Coated with anti-reflective and anti-fingerprint materials, the TFT replaces on these two bikes all the analog instrumentation but also many of the switches that usually sit before the rider. Rain or another natural element accidentally falling on the touchscreen will not command it to do anything, and the touch function works when gloves are used as well.
The TFT can be customized to show one of three screens, Cruise, Sport and Tour. Depending on the choice, digital dials like the speedometer, tachometer, fuel level, engine temperature, but also a map with turn-by-turn instructions from iPhones are shown. A high contrast mode and the option to choose what widgets to be displayed on the screen are also included.
The two bikes come with a voice recognition function that according to Harley is more conversational than based on fixed prompts. Exact details on its capabilities were not provided, but we're told a request along the lines "Find me a gas station" will automatically start a search in the embedded navigation app.
What's important is that the system allows functionalities not available before without the rider installing a separate app on the smartphone. In simple terms, the system can mirror Android and Apple devices. Well, sort of...
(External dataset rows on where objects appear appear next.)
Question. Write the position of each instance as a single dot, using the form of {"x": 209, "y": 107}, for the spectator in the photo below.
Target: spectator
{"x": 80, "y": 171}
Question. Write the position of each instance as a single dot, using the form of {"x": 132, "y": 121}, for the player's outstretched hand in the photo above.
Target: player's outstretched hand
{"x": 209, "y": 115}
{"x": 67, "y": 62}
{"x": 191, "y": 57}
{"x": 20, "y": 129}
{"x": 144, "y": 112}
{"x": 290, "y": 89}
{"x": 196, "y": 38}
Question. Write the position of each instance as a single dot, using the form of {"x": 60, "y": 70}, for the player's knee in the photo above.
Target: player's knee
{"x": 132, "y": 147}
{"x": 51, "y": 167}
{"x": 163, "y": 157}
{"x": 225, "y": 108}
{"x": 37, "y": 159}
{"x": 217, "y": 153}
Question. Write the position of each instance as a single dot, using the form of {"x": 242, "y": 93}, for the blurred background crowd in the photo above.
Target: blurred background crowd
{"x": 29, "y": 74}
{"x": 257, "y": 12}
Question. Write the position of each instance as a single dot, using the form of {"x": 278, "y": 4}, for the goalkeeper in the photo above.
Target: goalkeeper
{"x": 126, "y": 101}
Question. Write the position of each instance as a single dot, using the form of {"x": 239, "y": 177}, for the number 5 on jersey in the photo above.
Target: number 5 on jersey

When it comes to iPhones, the tech is fully compatible with Apple CarPlay, but not the same can be said about Android Auto. In this case, projection is not possible (it's not yet clear if and when it will be), but the system can play music and calls from the phone. To help with that, Harley will ship both bikes complete with a wireless headset.
The Skyline system is capable of supporting a Wi-Fi connection with the rider's device, allowing access to info about weather and navigation. Separately, the wireless receiver (Bluetooth-based) for the headset is built into the bike, meaning no separate module is required.
Aside from smartphone compatibility, the Skyline can integrate HomeLink on the North American market to pair the bike with up to three garage doors.
Separately from the Skyline itself, the two CVO machines come with specially designed storage compartments. Located on either side of the inner fairing, it's here where riders can place their phones and protect them from the elements by means of a press-to-open door. A USB port can also be found in the right-side storage compartment, which is ten inches wide by eight inches deep (25 by 20 cm).
Given how with two-wheelers of this kind a sound system is almost mandatory, Harley-Davidson fitted the two Glides with a Rockford Fosgate Stage II system (Stage III is available as an option). It comprises 3-way 150 watts speakers both at the front, in the fairing, and also at the rear, in the saddlebags. A 500-watt amplifier is also on deck.
The system can play back music from smartphone apps, but also from HD radio and AM/FM/DAB. The bikes no longer use the whip antenna for this, but one installed inside the fairing. To find the proper sound setting, EQ curves can be selected through the TFT screen.
By pairing all of the above with a brand new variant of the Milwaukee-Eight engine, Harley may be on to something on the motorcycle market this year. So confident is the company of that it decided pricing the 2023 CVO Street Glide and 2023 CVO Road Glide should start at $42,999. We are expecting the bikes to become available for purchase as soon as next month.